O predomínio da técnica com suas intermináveis intervenções nos ecossistemas está causando profundos desequilíbrios pessoais e sociais. Nós, seres humanos, devemos mudar de rumo. “Falta a consciência de uma origem comum, de uma recíproca pertença e de um futuro partilhado por todos. Esta consciência basilar permitiria o desenvolvimento de novas convicções, novas atitudes e novos estilos de vida” [202]. Estamos diante de grandes desafios, sendo um deles a urgência de nos autotranscender, “rompendo com a consciência isolada e autorreferencialidade”, exigência fundamental para efetivamente “cuidar dos outros e do meio ambiente” [208].
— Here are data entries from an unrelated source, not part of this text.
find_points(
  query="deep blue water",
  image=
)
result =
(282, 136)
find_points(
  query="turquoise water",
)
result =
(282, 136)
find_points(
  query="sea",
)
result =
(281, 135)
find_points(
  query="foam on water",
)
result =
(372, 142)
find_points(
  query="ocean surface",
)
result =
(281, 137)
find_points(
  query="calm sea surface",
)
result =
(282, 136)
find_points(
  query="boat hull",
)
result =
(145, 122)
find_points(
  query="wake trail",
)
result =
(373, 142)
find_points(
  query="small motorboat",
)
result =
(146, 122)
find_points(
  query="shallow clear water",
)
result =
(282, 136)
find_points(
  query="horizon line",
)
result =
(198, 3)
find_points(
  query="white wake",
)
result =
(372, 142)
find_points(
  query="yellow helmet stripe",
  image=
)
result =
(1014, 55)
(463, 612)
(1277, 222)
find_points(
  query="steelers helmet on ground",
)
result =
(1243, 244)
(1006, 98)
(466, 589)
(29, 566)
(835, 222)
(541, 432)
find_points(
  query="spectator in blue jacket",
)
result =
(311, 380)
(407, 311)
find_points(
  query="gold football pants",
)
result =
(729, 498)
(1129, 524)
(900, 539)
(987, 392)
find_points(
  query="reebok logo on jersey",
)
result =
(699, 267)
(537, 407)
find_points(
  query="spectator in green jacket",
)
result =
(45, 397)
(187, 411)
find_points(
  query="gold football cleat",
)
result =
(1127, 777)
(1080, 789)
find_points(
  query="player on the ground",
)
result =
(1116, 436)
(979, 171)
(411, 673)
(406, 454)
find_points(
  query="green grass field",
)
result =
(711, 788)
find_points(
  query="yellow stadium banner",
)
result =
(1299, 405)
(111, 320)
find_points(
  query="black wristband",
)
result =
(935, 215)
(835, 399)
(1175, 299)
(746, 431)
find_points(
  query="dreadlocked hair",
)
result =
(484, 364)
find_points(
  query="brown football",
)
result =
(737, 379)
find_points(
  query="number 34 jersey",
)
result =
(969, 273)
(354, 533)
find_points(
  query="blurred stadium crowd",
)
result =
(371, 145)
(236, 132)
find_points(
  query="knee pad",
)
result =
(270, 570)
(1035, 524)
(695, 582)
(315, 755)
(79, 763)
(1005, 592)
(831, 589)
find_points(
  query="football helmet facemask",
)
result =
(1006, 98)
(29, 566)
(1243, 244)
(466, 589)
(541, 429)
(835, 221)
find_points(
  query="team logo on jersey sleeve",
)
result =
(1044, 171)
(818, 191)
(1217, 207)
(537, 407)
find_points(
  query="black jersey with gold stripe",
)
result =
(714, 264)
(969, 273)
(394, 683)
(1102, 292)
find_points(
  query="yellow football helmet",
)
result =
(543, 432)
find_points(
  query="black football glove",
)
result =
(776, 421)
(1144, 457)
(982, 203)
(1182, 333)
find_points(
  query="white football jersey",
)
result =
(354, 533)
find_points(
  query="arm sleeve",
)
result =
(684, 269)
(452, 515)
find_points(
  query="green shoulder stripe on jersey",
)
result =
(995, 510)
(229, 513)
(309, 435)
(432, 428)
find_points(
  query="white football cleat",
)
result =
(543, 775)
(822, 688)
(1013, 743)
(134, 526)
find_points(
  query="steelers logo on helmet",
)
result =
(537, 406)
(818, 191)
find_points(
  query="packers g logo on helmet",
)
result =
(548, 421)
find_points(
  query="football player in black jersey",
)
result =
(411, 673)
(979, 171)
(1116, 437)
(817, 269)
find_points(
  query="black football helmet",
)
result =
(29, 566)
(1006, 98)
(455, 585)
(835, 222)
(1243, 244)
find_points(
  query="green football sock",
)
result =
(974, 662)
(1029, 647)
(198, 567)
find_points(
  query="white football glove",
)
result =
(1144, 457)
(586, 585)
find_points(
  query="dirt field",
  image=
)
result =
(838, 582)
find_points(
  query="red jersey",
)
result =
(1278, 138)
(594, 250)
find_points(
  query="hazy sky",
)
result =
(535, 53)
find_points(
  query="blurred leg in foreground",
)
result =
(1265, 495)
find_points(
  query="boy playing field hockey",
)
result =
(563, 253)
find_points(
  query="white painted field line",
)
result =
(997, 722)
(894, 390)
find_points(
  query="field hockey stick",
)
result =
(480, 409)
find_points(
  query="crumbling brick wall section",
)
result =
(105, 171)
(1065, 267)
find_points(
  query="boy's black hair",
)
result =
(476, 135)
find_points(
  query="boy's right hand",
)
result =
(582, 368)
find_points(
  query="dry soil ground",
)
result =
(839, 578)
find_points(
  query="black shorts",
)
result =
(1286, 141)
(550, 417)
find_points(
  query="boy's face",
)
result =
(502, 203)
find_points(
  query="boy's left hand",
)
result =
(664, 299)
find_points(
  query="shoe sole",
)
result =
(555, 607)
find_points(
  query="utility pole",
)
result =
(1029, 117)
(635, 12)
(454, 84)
Nesse contexto aparece espontaneamente a figura ímpar de São Francisco de Assis (1181-1226), sublime exemplo “do cuidado pelo que é frágil e por uma ecologia integral, vivida com alegria e autenticidade. É o santo padroeiro de todos os que estudam e trabalham no campo da ecologia, amado também por muitos que não são cristãos. Manifestou uma atenção particular pela criação de Deus e pelos mais pobres e abandonados. Amava e era amado pela sua alegria, a sua dedicação generosa, o seu coração universal. Era um místico e um peregrino que vivia com simplicidade e numa maravilhosa harmonia com Deus, com os outros, com a natureza e consigo mesmo. Nele se nota até que ponto são inseparáveis a preocupação pela natureza, a justiça para com os pobres, o empenho na sociedade e a paz interior” [10].
Hoje a humanidade é fortemente questionada a respeito do estilo de vida que muitos de nossos contemporâneos adotaram, caracterizado por crescente produção e consumo de bens materiais [59]. Para não poucos “a vida passa a ser uma rendição às circunstâncias condicionadas pela técnica, entendida como o recurso principal para interpretar a existência. Na realidade concreta que nos interpela, aparecem vários sintomas que mostram o erro, tais como a degradação ambiental, a ansiedade, a perda do sentido da vida e da convivência social” [110].
Urge redescobrirmos os verdadeiros valores que sustentam a razão de ser da nossa vida. Precisamos de grandes metas e de uma compreensão humanista, rica de significado, “capazes de conferir a cada sociedade uma orientação nobre e generosa” [181]. Sem isso, corremos o risco de viver numa “fugacidade que nos arrasta à superfície de uma única direção” [113], condicionada por conquistas técnicas, ilimitado consumo e crescente posse de bens materiais.
“Uma ecologia integral exige que se dedique algum tempo para recuperar a harmonia serena com a criação, refletir sobre o nosso estilo de vida e os nossos ideais, contemplar o Criador, que vive entre nós e naquilo que nos rodeia e cuja presença não precisa de ser criada, mas descoberta, desvendada” [225]. A ‘conversão interior’, como elemento indispensável de uma ecologia integral, “comporta várias atitudes que se conjugam para ativar um cuidado generoso e cheio de ternura. Em primeiro lugar, implica gratidão e gratuidade, ou seja, um reconhecimento do mundo como dom recebido do amor do Pai, que consequentemente provoca disposições gratuitas de renúncia e gestos generosos, mesmo que ninguém os veja nem agradeça” [220]. Os frutos dessa ‘novidade de vida’ manifestar-se-ão numa equilibrada maneira de viver “aliada com a capacidade de admiração, que leva à profundidade da existência. A Natureza está cheia de palavras de amor; mas, como poderemos ouvi-las no meio do ruído constante, da distração permanente e ansiosa, ou do culto da notoriedade? Muitas pessoas experimentam um desequilíbrio profundo, que as impele a fazer as coisas a toda a velocidade para se sentirem ocupadas, numa pressa constante que, por sua vez, as leva a atropelar tudo o que têm ao seu redor. Isto tem incidência no modo como se trata o ambiente [225].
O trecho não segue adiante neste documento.